Michelle Healey shows a hint of a smile as she glances out her office window in Memorial University's Physical Education Building.
"The old soccer field has turned into a duck pond, pretty much," she says looking at a puddle-filled, ragged piece of turf that used to be the school's field hockey pitch a long time ago.
Times have changed in terms of facilities and attitude at MUN, and Healey's been around long enough to see them change.
The varsity Sea-Hawks soccer teams now play on FieldTurf at King George V Park and basketball in the sparkling Field House. Yet, while the teams enjoy first-rate facilities these days, there's a lingering perception within the local sports community that Memorial University hierarchy has been somewhat apathetic towards varsity sports in general.
Healey, however, says that attitude - real or imagined - does not persist today.
"Varsity athletics has found a bit of a niche now," said Healey, a former Sea-Hawks basketball star. "I think there is greater support for varsity sports on campus.
"We were lucky enough to have had some people in leadership positions - people like Dr. Eddy Campbell - who understood the value of sport and what it can bring to the institution."
Campbell, who had a MUN varsity basketball background and held the position of acting president and vice-chancellor, has since moved on to become president of the University of New Brunswick.
However, his influence, as brief as it was, seems to have had a lasting impact.
"There's a definite change since I was first at MUN," said Healey, the former basketball star who had been the program co-ordinator with Memorial Athletics since 1999, and was named the university's first-ever full-time director of athletics in 2006.
"The (varsity sports) profile is different," said Healey. "The way that varsity sport is looked at internally is different. I think a little bit of a light switched on the year (2003) we played host to the Atlantic University Sport (AUS) women's basketball and, in particular, the year (2007) we hosted the Canadian interuniversity Sport (CIS) championship."
Both tournaments drew big crowds to the Field House, and the local organizing committees earned kudos for well-run tournaments.
"People saw the level of excitement that sport can bring," said Healey. "That (CIS) event brought university senior people out and it was eyes wide open for them at that point. I think they realized that we could potentially market the university strategically through varsity athletics."

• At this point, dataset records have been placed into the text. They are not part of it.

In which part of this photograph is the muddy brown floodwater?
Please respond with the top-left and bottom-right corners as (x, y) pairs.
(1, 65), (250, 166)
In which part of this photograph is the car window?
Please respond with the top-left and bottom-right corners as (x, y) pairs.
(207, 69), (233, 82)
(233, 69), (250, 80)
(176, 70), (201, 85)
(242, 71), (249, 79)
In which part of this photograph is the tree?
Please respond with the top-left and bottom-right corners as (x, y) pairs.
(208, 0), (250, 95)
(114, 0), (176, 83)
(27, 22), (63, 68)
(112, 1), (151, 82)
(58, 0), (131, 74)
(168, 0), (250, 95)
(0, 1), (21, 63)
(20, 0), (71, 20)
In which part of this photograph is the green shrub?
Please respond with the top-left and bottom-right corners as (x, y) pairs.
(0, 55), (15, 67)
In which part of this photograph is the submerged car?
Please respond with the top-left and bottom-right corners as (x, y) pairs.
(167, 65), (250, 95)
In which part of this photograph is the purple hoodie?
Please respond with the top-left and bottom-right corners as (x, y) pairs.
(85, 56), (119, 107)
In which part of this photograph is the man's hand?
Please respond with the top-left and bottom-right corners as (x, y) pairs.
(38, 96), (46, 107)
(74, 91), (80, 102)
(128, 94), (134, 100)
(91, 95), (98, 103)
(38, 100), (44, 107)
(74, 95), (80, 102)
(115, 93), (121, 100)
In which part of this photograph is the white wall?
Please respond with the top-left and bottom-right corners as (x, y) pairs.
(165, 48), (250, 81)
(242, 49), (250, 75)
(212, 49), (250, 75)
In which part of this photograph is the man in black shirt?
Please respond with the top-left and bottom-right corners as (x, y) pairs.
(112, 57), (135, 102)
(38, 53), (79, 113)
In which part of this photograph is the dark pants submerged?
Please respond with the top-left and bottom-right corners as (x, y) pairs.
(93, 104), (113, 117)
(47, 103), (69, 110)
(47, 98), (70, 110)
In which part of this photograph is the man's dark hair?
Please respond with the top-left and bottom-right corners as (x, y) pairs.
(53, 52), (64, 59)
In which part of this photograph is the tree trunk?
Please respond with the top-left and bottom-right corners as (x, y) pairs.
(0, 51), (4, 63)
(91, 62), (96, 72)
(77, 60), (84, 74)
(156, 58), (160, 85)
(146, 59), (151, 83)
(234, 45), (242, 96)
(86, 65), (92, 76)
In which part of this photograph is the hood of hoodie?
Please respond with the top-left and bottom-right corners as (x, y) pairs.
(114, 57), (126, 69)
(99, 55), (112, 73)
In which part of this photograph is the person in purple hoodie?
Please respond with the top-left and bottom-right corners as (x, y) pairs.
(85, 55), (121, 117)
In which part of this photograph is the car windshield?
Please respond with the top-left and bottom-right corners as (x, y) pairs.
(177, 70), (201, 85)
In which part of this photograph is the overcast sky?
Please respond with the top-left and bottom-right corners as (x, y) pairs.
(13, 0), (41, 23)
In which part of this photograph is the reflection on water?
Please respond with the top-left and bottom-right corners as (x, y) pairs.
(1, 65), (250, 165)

As director of athletics, Healey is responsible for developing, promoting, managing and evaluating the varsity athletics programs. Her other duties include leading and overseeing the management of the university's varsity sports programs; building and fostering a team environment for Memorial athletics and serving as the primary ambassador for all athletics programs, the university and its partners.
She said a bigger emphasis on the varsity sports program can raise a university's profile across the country and make it easier to recruit athletes.
For example, Healey said she doesn't know what Cape Breton University's philosophy has been, "but they've definitely chosen sports as a mechanism to put their institution on the map."
CBU, with a student population of about 2,500, has won 14 AUS championships in the more prominent sports of men's and women's basketball and soccer. In contrast, Memorial, with a student population of 17,500, has won seven women's basketball championships in the past 16 years and four men's soccer titles, the last of which came in 1973.
"In the past five or so years, the university has seen the value in what the women's basketball has been able to do as far as MUN's profile on the national scene," said Healey.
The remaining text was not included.